Rank Brain looks at things or elements, instead of a string of words. It will also try to extrapolate context. So for example, it could take location into consideration to produce the same, most relevant results when looking at two queries: the ones above and "John Doe computer technician near me".
Rank Brain will also look at associated content of various web pages. So, if John Doe's name appears on other pages that link him with laptop repair in North Vancouver and that page is often associated with computer technicians, it may also populate that "laptop repair" page in the results.
There are quite a few variables that Rank Brain takes into consideration that you cannot optimize for in your content per se. Things like, location, personal preference or device type are some examples. The fact is, your content is more likely to be relevant to someone in your own city than it is to someone across the country. Or that your grass-fed beef products are not likely to rank high to someone who consistently prefers vegan products.

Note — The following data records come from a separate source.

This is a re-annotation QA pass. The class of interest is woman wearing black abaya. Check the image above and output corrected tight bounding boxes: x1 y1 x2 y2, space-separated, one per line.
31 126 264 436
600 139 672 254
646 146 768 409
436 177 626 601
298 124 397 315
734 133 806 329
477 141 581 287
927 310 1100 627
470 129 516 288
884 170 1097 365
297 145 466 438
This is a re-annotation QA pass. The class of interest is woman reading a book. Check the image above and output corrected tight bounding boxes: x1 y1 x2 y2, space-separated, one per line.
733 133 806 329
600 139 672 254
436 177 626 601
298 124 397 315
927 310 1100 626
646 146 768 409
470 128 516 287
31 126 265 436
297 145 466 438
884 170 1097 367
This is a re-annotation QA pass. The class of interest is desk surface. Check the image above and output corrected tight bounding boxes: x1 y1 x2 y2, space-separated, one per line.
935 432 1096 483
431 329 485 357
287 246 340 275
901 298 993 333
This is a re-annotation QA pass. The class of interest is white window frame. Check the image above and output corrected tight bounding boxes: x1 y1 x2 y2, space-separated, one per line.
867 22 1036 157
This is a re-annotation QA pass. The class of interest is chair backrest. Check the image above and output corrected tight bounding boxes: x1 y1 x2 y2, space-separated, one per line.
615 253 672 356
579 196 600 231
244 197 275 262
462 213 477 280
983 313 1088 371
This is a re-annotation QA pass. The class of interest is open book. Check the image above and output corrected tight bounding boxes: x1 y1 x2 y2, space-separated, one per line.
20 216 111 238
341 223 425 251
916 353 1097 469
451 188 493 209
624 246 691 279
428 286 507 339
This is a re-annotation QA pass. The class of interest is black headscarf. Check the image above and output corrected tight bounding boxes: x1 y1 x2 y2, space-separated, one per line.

The takeaway is to optimize your content for the user, not how you think Google will rank your results. Algorithms are consistently changing, and Google is forever tight-lipped about the specifics of how it is currently programmed. So, while your keywords and key phrases should be thoroughly researched and compared to that of your competitors, improve your content so it improves user experience and is tailored to what your potential customers are looking for. Don't worry so much about fitting "best computer repair shop in North Vancouver" into your content, but perhaps improve your content to include a description of what kinds of repairs you may offer to solve which problems. Given your business profile, Google will already be populating your results to your given area, but it will need to know which of your products or services to feature in search results when a query is submitted. Focus on the questions, problems or needs the users might have when looking for your site and specify how you can solve their problems or satisfy their needs.
Remember, that SEO rankings take time! There are a lot of companies competing for the top spots and a lot of queries happening every second of the day. Keep striving to improve your content for the user and be patient as your site climbs the SEO ladder.